Methods: Children (29 days -18 years) with AIS enrolled in the prospective, international Vascular Effects of Infection in Pediatric Stroke (VIPS) study were analyzed for presence of headache at stroke ictus. Cases were subjected to a rigorous, centralized process for diagnostic confirmation of AIS and radiographic classification of arteriopathy as definite, possible or absent. Site investigators abstracted data from medical records regarding stroke presentation details. Headache at stroke ictus was classified as present, absent or unclear.

Results: We included all 355 VIPS cases in this secondary analysis. Headache was uncommon in subjects < 3 yo (5/90, 6%) but was present in nearly half of those ≥ 3 yo (108/265, 46%). Excluding those with an unclear headache presentation (n=31), there was no significant difference in headache at stroke ictus in children ≥ 3 yo with definite (46/92, 50%), possible (15/24, 63%) or absent (60/118, 51%) arteriopathy (p=0.53). However, in those with definite arteriopathy, a difference was found in sub-classification, with headache prevalence highest in dissection and transient cerebral arteriopathy of childhood (TCA) (70% each) (p>0.001). Acute headache was uncommon in children with moyamoya (12%).

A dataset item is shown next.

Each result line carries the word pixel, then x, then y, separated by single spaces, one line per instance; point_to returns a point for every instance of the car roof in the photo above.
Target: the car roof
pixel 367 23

Conclusion: No difference was found in headache prevalence in children with and without definite or possible arteriopathy. However, in children with definite arteriopathy, headache was more common in TCA and dissection. This may reflect a higher degree of nociceptive afferent activation in these childhood AIS subtypes and may provide clues to underlying pathophysiologic mechanisms.